The Executive shall have the right to cancel and revoke this Release by delivering notice to the
Company pursuant to the notice provision of Section 10 of the Employment Agreement prior to the
expiration of the seven-day period following the date hereof or any longer period required under
applicable state law, and the severance benefits under the Employment Agreement shall not become
effective, and no payments or benefits shall be made or provided thereunder, until the day after
the expiration of such seven-day period (the “Revocation Date”). Upon such revocation, this
Release and the severance provisions of the Employment Agreement shall be null and void and of no
further force or effect.
(c) Notwithstanding anything herein to the contrary, the sole matters to which the Release do
not apply are: (i) the Executive’s rights of indemnification (including the rights set forth in
Section 12 of the Employment Agreement) and directors and officers liability insurance coverage
(including the rights set forth in Section 11 of the Employment Agreement) to which he was entitled
immediately prior to with regard to his service as an officer or director of the Company
or other fiduciary capabilities; (ii) the Executive’s rights under any tax-qualified pension or
claims for accrued vested benefits or rights under any other employee benefit plan, policy or
arrangement (whether tax-qualified or not) maintained by the Company or under COBRA; (iii) the
Executive’s rights under Section 5 of the Employment Agreement, Section 6 of the Employment
Agreement solely to the extent it relates to reimbursement of legal costs and expenses and
Section 8 of the Employment Agreement which are intended to survive termination of employment;
(iv) any claims or rights that cannot be waived by law, including the right to file an
administrative charge for discrimination; or (v) the Executive’s rights as a stockholder of the
Company.
(d) This Release is the complete understanding between the Executive and the Company in
respect of the subject matter of this Release and supersedes all prior agreements relating to the
same subject matter. The Executive has not relied upon any representations, promises or agreements
of any kind except those set forth herein in signing this Release.

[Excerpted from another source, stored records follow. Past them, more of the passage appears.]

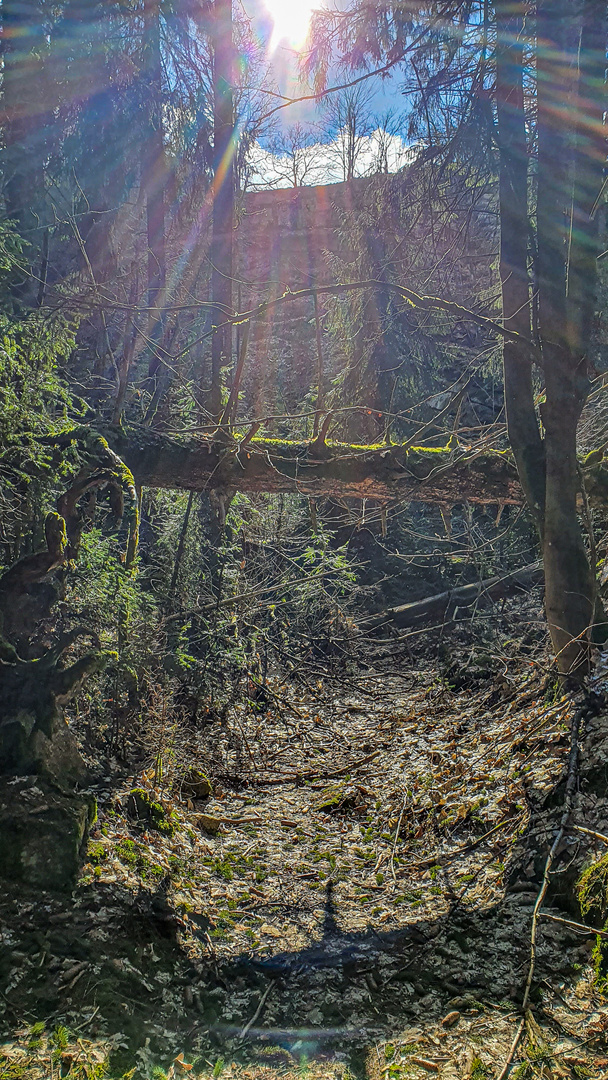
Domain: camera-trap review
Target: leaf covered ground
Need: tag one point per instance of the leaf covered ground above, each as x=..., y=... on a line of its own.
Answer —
x=353, y=898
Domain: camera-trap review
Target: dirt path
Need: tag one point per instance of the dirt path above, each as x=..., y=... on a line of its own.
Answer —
x=338, y=900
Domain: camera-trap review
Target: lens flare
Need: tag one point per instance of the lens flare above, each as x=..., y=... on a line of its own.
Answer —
x=291, y=21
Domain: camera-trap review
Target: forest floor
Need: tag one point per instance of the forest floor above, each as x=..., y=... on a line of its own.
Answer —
x=340, y=905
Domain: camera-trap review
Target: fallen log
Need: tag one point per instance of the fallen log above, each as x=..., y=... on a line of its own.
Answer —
x=442, y=607
x=386, y=473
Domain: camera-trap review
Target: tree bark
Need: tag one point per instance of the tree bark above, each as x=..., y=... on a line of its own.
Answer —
x=224, y=199
x=334, y=470
x=569, y=581
x=154, y=179
x=522, y=422
x=23, y=118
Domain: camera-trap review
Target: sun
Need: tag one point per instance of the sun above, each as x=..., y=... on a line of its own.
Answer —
x=291, y=21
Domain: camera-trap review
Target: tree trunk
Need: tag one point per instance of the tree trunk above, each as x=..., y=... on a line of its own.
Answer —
x=224, y=199
x=443, y=606
x=330, y=471
x=569, y=581
x=24, y=127
x=522, y=423
x=154, y=179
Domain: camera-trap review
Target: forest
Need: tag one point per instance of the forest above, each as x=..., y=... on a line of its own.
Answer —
x=304, y=539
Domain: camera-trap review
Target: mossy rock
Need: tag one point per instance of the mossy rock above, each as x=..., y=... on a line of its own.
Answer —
x=196, y=785
x=42, y=834
x=143, y=806
x=338, y=798
x=208, y=823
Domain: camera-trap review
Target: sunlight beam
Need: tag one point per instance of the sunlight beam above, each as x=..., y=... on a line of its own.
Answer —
x=291, y=21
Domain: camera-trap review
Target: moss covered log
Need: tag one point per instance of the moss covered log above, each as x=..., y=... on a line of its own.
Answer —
x=444, y=476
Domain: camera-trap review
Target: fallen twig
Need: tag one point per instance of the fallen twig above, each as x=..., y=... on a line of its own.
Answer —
x=576, y=926
x=570, y=787
x=590, y=832
x=258, y=1010
x=444, y=860
x=396, y=838
x=297, y=778
x=512, y=1050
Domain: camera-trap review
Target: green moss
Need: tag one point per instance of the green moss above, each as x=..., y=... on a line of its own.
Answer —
x=96, y=852
x=592, y=889
x=145, y=808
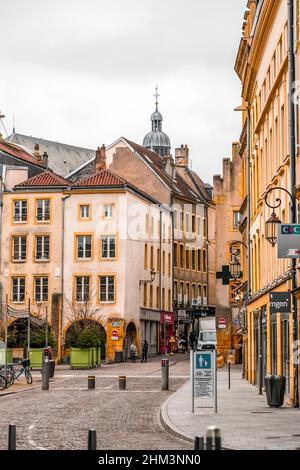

(e) In the event that any provision of this Release should be held to be invalid or
unenforceable, each and all of the other provisions of this Release shall remain in full force and
effect. If any provision of this Release is found to be invalid or unenforceable, such provision
shall be modified as necessary to permit this Release to be upheld and enforced to the maximum
extent permitted by law.
(f) This Release shall be governed by and construed in accordance with the laws of the State
of Illinois, without reference to principles of conflict of laws.
(g) This Release inures to the benefit of the Company and its successors and assigns.